Western blot analysis was carried out size-separating an equal amount
of protein by electrophoresis on SDS polyacrylamide gels, and then the
proteins were electroblotted onto polyvinylidene fluoride transfer
membranes (PVDF) (Bio-Rad Laboratories, Hercules, CA, USA). The
membranes were blocked with 5% of non-fat dry milk in PBS with 0.1%
Tween, and then incubated with specific primary antibodies overnight at
4 °C. Next, membranes were treated with the appropriate secondary
antibody for 1 hour at room temperature. All blots were visualized on
Fujifilm X-ray (VWR International, Radnor, PA, USA) with
chemiluminescence detection using Immobilon ECL Western Blotting
Detection Kit Reagent (EMD Millipore, Billerica, MA, USA). The
antibodies used were CAD (Santacruz Biotechnology), CAD-P (Cell
Signaling), PDH (Merck Millipore) PDH-P (Cell signaling) and β-actin
(MP Biomedicals). Also, anti-mouse (Dako) and, Anti-rabbit (Amersham
Biosciences) secondary antibodies were used.
Transcriptomics analysis
mRNA was extracted from cells using GeneAll Hybrid miRNA kit according
to manufacturer instructions. mRNA was then processed on Atlas machine
using Affymetrix Human Gene 2.1 ST Array Strip and WT expression kit.
CEL files were analyzed using Affymetrix Expression Console software.
The data were converted to log2 RMA values.
Proteomics and phosphoproteomics analysis
MCF7 cells were lysed in buffer containing 4% SDS, 100 mM DTT in
Tris-HCl pH 7.5. Equal protein amounts were combined with the SILAC
standard and 5–10 mg proteins were digested using the FASP
protocol^[112]52. From each sample, 10 ug were taken for proteomic
analysis, and the rest was used for phospho-peptide enrichment with
IMAC. Single runs were performed for each proteomic and
phospho-proteomic sample.
MS analysis was performed on the EASY-nLC1000 nano-HPLC coupled to the
Q-Exactive MS (Thermo Scientific). Peptides were separated on PepMap
C18 columns using 200 min gradients. Raw MS files were analyzed with
MaxQuant. Database search was performed with the Andromeda search
engine using the Uniprot database. A decoy database was used to
determine a 1% FDR cutoff on the peptide and protein levels. For
phospho-proteomic analysis, the database search included p(STY) sites
as variable modifications. Data are available via ProteomeXchange with
identifier PXD006449 ([113]http://www.proteomexchange.org/)

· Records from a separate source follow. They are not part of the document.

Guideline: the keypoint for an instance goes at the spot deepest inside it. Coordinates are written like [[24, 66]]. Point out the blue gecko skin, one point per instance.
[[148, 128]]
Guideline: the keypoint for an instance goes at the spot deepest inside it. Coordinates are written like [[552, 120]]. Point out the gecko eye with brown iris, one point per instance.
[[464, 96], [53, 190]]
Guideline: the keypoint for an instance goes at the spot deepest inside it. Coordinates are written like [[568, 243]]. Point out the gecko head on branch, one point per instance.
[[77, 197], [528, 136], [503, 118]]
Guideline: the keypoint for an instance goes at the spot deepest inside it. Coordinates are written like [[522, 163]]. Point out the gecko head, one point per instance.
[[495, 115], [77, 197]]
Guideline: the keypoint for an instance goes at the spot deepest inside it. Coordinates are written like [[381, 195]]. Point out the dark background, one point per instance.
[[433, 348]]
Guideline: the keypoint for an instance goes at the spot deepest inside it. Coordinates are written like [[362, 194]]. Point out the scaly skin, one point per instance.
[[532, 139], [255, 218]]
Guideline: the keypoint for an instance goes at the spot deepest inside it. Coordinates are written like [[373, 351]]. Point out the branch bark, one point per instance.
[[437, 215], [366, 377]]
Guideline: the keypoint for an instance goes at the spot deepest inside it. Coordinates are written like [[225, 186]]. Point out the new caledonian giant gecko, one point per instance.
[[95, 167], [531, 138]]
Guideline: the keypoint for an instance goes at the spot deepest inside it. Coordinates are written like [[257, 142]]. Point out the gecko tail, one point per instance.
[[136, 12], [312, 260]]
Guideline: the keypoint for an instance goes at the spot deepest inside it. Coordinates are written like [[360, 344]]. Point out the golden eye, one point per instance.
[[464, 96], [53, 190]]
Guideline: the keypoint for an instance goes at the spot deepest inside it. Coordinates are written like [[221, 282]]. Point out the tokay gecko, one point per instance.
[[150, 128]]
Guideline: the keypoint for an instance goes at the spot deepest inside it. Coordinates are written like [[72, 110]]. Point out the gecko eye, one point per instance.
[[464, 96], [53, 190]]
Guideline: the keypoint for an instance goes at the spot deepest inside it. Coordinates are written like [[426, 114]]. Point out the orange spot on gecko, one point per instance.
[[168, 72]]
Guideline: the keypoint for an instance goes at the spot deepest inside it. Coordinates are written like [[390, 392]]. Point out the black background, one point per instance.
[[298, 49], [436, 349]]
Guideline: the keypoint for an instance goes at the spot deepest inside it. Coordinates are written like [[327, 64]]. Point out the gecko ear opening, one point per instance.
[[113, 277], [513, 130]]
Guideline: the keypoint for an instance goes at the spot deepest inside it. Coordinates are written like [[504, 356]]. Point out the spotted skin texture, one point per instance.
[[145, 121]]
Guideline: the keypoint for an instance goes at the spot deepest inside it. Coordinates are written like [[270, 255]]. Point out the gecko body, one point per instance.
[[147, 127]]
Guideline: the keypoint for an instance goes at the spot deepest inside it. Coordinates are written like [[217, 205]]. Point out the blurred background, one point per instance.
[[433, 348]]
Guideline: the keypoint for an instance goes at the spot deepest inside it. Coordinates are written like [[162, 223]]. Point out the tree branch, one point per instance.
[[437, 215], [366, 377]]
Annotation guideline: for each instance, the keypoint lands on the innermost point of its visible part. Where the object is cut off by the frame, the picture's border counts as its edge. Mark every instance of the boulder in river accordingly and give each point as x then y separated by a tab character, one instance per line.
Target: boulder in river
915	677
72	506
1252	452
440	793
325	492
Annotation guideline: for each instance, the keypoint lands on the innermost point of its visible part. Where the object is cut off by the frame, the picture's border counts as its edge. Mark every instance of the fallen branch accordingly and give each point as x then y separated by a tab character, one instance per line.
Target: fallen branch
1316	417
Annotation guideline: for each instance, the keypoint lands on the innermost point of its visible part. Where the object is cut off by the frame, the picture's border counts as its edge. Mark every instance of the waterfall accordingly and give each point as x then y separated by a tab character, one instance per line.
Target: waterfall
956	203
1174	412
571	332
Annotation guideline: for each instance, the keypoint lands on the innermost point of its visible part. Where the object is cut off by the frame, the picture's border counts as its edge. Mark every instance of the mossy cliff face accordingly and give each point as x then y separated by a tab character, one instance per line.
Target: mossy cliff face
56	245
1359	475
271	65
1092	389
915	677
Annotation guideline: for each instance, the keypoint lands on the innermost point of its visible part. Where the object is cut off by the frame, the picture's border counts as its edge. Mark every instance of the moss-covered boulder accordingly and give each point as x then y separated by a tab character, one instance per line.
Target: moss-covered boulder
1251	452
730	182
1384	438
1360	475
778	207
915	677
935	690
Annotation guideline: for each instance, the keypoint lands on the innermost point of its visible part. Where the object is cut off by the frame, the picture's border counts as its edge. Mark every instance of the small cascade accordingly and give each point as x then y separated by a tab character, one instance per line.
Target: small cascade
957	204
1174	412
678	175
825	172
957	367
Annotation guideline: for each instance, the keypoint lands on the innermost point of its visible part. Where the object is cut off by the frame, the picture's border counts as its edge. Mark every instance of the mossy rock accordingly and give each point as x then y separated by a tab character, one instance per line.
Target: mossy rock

Genome-scale metabolic modeling (GSMM)
A metabolic network consisting of m metabolites and n reactions can be
represented by a stoichiometric matrix S, where the entry S[ij]
represents the stoichiometric coefficient of metabolite i in reaction
j^[114]53. A GSMM model imposes mass balance, directionality, and flux
capacity constraints on the space of possible fluxes in the metabolic
network’s reactions through a set of linear equations:
[MATH: S⋅v=0 :MATH]
[MATH: vmin≤v≤vmax :MATH]
where v stands for the flux vector for all of the reactions in the
model (i.e. the flux distribution). The exchange of metabolites with
the environment is represented as a set of exchange (transport)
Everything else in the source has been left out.